Pourquoi la FNSEA n' a-t-elle pas retenu cette orientation ?
Plusieurs raisons à cela. Cette mesure ne serait juste que si elle concernait tous les ayant-droits  sur les exploitations. Il n'est  pas possible  d'expliquer aux associés d'EARL qu'ils  sont exclus alors que ceux de Gaec voisins  seraient  éligibles.  Et le choix de Gaec  ou d'EARL n'est  pas une mesure d'opportunité: il relève d'une  réalité de l'exploitation et de volonté des personnes concernées. Aussi, leur transformation  en Gaec pour bénéficier de la transparence n'est  pas une issue pertinente à leur situation  défavorable. En France, nous comptabilisons 85 000 associés dans 37 200  Gaec,  99 000  associés  dans  78 600  EARL  et  31 000  autres  sociétés  regroupent 39 000 associés. Enfin, rappelons-nous  que la revendication de reconnaissance de 1'ensemble des ayant-droits est ancienne et concerne aussi les soutiens du deuxième pilier.
Ensuite, la redistribution  de 30 % de 1'enveloppe premier pilier sur les 52 premiers hectares est particulièrement  pénalisante  pour les soutiens  aux exploitations  intensives,  et en particulier celles  des  zones  intermédiaires.  C'est  la  raison  pour  laquelle  le  ministre  est  contraint  de marier cette redistribution  avec une convergence  à 100 % en 2020. Or, cette situation, nous ne la voulons pas et avons combattu  avec le gouvernement  la proposition de la Commission  sur ce point.
De plus, le système  redistributif  conduit  chacun d'entre  nous à avoir, en 2014, une nouvelle  base historique  de référence  de soutiens  différente  de celle de 2012. Aucun pays européen  ayant engagé une démarche de convergence n'a modifié les bases historiques issues du transfert des différents soutiens  sur notre DPU : les écarts peuvent être importants  mais ils sont respectés comme base de la situation à faire évoluer.
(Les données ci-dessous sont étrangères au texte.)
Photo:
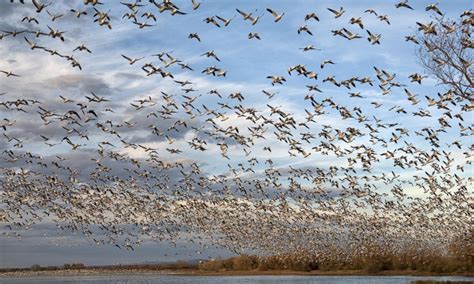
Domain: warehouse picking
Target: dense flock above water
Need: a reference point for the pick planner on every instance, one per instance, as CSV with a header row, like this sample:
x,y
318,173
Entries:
x,y
199,129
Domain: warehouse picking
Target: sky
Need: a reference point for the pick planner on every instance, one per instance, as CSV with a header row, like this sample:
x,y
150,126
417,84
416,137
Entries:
x,y
248,62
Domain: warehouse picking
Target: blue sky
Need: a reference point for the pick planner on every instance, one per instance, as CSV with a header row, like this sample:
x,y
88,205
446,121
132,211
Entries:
x,y
247,62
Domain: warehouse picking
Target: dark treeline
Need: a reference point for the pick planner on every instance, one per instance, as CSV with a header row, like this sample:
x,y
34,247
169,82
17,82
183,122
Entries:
x,y
458,259
81,266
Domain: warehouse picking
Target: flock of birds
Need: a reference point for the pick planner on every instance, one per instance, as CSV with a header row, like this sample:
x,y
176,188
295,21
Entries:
x,y
383,182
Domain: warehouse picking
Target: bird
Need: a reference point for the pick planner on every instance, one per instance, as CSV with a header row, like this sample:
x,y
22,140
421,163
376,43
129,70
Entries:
x,y
39,7
434,7
82,47
78,13
132,61
373,38
275,15
195,36
252,35
403,4
336,13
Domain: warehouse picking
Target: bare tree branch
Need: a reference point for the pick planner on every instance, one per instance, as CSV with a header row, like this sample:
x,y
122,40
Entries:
x,y
445,52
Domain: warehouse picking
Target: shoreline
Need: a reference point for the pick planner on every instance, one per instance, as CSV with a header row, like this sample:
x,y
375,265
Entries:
x,y
197,273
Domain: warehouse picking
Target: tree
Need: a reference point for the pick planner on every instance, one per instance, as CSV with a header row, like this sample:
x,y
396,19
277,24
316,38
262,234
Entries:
x,y
445,52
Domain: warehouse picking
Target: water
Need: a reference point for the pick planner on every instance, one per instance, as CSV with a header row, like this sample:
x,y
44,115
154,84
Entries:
x,y
168,279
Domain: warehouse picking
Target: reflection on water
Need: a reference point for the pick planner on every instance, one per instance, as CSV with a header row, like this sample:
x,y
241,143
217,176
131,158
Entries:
x,y
166,279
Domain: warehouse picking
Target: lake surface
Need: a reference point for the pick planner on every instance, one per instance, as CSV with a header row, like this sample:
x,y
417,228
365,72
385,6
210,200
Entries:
x,y
166,279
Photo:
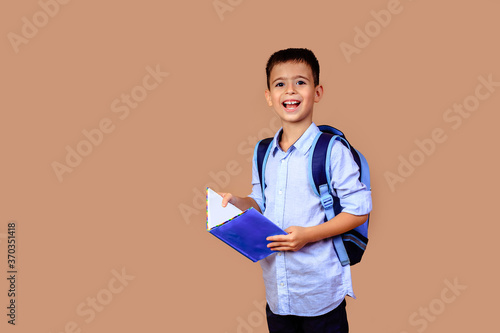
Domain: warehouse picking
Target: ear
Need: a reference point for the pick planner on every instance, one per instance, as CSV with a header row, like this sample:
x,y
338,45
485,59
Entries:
x,y
318,93
267,94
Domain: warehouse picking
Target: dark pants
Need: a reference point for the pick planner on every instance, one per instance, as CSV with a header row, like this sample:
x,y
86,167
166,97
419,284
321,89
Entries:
x,y
334,321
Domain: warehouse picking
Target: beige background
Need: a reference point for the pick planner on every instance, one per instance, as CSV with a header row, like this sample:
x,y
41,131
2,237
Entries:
x,y
120,208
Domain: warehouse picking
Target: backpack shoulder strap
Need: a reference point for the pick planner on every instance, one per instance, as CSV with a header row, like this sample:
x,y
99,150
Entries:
x,y
261,153
320,179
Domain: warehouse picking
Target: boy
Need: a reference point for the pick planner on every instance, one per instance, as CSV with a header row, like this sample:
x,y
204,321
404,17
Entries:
x,y
305,283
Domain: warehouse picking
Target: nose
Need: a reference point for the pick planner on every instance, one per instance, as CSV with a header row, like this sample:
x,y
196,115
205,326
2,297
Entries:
x,y
290,89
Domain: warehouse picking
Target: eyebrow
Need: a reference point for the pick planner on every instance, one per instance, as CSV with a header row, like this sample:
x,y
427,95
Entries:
x,y
293,78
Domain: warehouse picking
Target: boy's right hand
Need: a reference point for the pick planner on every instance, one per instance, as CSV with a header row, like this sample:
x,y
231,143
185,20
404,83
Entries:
x,y
226,197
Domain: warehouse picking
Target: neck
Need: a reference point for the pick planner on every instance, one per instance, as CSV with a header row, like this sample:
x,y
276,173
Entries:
x,y
291,133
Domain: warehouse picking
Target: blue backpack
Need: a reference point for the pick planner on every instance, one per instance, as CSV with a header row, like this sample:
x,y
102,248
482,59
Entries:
x,y
351,245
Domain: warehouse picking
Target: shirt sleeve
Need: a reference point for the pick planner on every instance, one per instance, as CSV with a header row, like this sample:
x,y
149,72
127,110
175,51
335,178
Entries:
x,y
256,187
354,197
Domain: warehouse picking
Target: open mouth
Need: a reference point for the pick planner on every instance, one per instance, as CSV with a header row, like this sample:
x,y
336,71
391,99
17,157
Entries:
x,y
291,105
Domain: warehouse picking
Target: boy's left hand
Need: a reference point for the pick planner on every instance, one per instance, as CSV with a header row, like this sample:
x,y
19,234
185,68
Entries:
x,y
294,241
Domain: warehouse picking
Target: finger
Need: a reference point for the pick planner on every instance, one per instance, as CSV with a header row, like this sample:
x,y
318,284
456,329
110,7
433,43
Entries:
x,y
226,197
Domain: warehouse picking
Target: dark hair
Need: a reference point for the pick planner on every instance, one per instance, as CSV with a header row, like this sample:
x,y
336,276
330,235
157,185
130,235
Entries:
x,y
294,55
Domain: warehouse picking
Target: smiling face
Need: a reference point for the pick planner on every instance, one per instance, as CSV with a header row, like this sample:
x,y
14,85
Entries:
x,y
292,92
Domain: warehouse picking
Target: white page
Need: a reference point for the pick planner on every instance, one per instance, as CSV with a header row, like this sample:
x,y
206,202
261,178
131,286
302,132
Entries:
x,y
216,214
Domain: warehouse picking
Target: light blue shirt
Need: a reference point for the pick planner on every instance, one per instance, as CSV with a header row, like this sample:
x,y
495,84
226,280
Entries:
x,y
311,281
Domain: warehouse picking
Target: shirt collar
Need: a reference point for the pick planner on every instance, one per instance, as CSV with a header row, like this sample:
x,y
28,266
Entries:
x,y
303,144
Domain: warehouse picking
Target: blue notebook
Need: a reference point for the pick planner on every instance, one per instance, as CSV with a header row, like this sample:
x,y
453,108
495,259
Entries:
x,y
245,231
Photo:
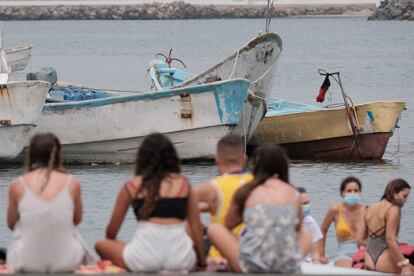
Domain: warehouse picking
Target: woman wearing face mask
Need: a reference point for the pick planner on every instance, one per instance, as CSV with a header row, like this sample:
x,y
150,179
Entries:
x,y
346,215
380,225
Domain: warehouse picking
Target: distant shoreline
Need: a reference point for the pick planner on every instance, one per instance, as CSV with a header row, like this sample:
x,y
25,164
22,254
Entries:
x,y
55,10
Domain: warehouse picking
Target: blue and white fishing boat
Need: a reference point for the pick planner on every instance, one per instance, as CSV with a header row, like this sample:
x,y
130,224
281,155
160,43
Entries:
x,y
21,103
18,57
256,62
108,127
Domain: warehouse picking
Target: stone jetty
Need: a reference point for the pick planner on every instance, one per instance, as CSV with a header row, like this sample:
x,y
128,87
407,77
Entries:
x,y
174,10
394,10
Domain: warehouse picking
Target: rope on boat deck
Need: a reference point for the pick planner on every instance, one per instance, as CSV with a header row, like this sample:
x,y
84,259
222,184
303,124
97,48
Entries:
x,y
264,74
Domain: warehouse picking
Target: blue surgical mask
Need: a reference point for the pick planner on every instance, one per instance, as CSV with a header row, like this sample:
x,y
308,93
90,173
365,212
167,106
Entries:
x,y
306,209
352,199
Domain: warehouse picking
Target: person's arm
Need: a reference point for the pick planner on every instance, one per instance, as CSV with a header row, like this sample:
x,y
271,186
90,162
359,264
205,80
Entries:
x,y
361,231
300,215
12,210
77,199
315,253
233,217
392,222
118,214
194,223
206,197
329,218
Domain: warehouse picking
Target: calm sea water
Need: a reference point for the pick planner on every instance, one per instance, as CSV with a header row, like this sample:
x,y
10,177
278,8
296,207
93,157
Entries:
x,y
376,60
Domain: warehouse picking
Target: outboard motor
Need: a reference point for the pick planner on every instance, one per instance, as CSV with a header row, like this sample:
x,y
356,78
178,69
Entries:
x,y
45,74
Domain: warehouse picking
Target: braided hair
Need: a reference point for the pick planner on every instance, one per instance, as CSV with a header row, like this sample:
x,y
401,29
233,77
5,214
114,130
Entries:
x,y
156,159
44,152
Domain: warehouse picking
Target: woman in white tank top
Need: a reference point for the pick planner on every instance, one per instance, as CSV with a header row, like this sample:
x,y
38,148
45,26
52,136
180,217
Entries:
x,y
44,208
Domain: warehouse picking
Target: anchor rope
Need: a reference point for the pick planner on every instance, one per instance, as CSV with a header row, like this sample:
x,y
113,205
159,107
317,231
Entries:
x,y
235,63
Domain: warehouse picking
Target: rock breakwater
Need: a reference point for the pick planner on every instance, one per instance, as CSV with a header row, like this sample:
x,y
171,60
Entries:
x,y
394,10
175,10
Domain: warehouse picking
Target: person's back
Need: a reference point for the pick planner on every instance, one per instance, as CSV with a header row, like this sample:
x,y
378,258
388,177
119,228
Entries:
x,y
271,210
162,200
271,216
230,161
381,226
44,208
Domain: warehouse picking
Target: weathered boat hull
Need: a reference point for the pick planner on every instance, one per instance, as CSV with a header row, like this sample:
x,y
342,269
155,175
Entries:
x,y
190,144
21,104
372,146
110,129
326,134
13,140
255,62
18,57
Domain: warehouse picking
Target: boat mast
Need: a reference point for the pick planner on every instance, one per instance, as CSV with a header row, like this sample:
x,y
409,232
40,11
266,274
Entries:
x,y
348,112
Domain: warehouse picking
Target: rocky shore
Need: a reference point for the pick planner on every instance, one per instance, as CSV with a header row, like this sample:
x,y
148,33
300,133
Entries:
x,y
175,10
394,10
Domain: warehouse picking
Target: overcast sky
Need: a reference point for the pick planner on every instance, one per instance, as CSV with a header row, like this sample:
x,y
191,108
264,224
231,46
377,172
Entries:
x,y
263,2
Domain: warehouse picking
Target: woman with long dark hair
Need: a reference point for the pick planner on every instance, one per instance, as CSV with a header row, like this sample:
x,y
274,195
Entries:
x,y
346,215
45,206
271,210
162,200
380,228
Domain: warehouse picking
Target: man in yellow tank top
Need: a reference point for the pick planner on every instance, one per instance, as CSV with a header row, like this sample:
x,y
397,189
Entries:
x,y
215,197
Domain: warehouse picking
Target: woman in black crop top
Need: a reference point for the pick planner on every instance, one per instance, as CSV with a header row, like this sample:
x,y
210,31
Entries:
x,y
162,200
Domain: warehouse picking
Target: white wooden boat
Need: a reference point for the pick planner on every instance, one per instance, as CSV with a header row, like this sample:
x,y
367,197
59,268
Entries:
x,y
18,57
21,104
110,129
255,62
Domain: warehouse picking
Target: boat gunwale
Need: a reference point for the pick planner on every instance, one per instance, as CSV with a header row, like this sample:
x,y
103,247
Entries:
x,y
149,95
252,43
336,108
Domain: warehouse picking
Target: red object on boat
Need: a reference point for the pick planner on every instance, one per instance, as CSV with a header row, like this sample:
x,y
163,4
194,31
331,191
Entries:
x,y
322,91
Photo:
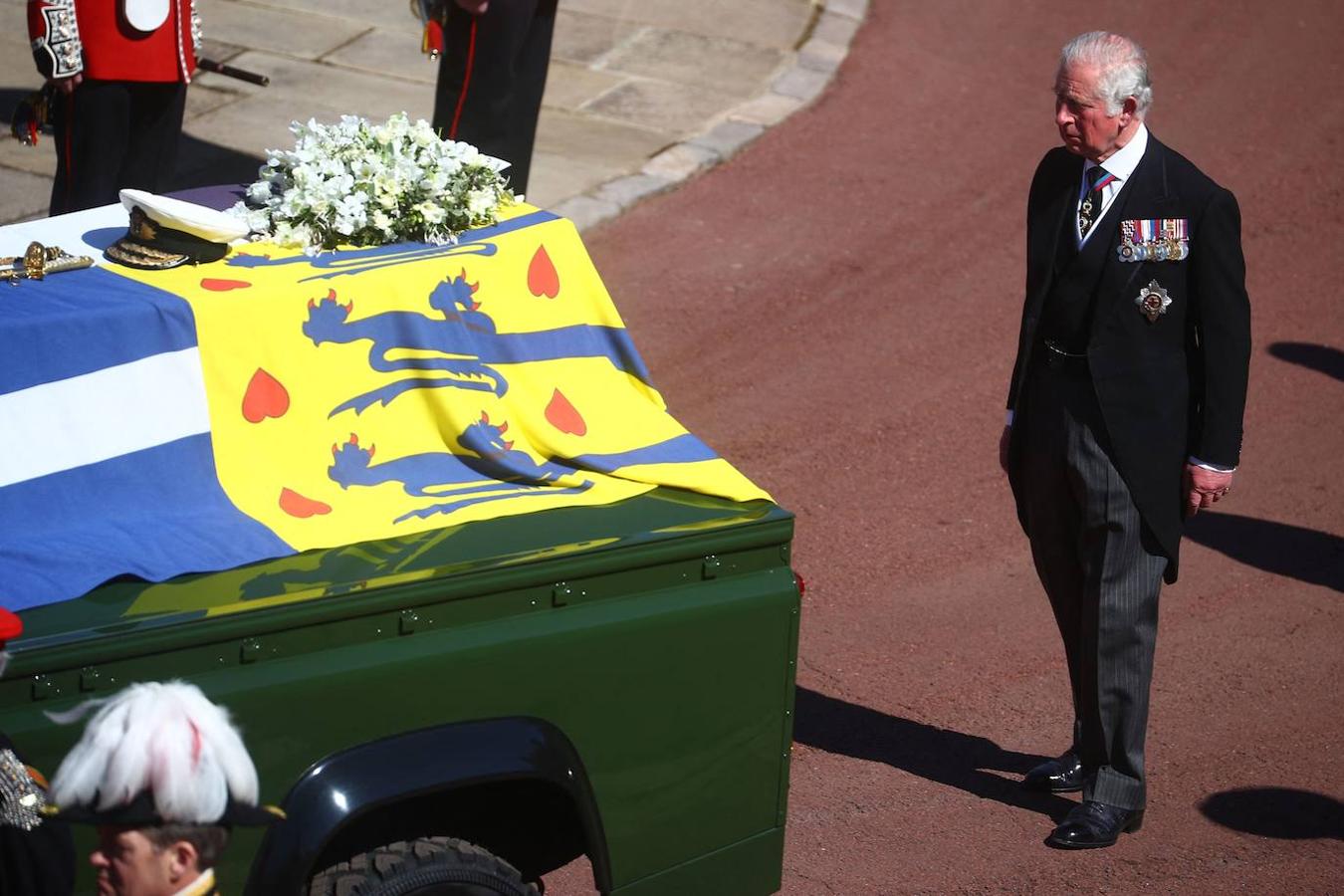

Une nouvelle fois, la France va se mettre en marge de ses partenaires  et dans certains cas, ces nouvelles  bases historiques  seront non seulement préjudiciables à nos collègues concernés mais aussi à leur filière.
Enfin,  arriver  en 2020  avec  le même niveau  de soutiens  pour toutes  les exploitations  de même  superficie   est  difficile   à  envisager :  nos  conditions   de  production,   nos  données économiques  et sociales  sont  très différentes  selon les orientations.  Un soutien  identique et aveugle n'a, dans ces conditions,  aucune réelle légitimité.

Vous revenez avec quel message dans le département ?
Pour toutes ces raisons et en travaillant  sur les nombreuses possibilités  offertes  par l'accord européen,  la FNSEA souhaite  privilégier  un  système  progressif  et souple basé sur une convergence de 60 % à la moyenne, sans mesure de sur-dotation.
Tout  d'abord,   chacun  d'entre nous  pourra  connaître  de  façon  simple  l'évolution de  ses soutiens jusqu'en  2020. Pour les collègues qui ont aujourd'hui des soutiens/hectare  élevés, la baisse est lente et plafonnée en tout état de cause à 30 % ; pour ceux qui sont très en dessous de la moyenne nationale, la progression sera réelle, bien sûr inférieure à ce qu'elle  serait avec une convergence totale.
Mais, pour tenir compte de toutes ces situations individuelles, nous avons complété cette convergence   limitée   par  la  mise  en  œuvre  de  dispositifs   complémentaires  : recouplage maximum,  soutiens réévalués  des mesures  du deuxième  pilier, appuis à la modernisation  et l'innovation.
Au-delà des qualificatifs de globale, responsable, réaliste et équitable de l’approche, la FNSEA estime, comme  le  souhaite  Stéphane  Le  Foll,  avoir  trouvé  le  dispositif  qui  “rééquilibre  sans déséquilibrer”. Cette position, nous allons l'expliquer  aux agriculteurs et à tous nos partenaires, en particulier à nos responsables politiques. Nous avons convaincu pour modifier le projet de la Commission. Avec la même détermination, il nous faut obtenir un cadre national adapté à nos exploitations, à nos filières, aux défis à relever d'ici 2020.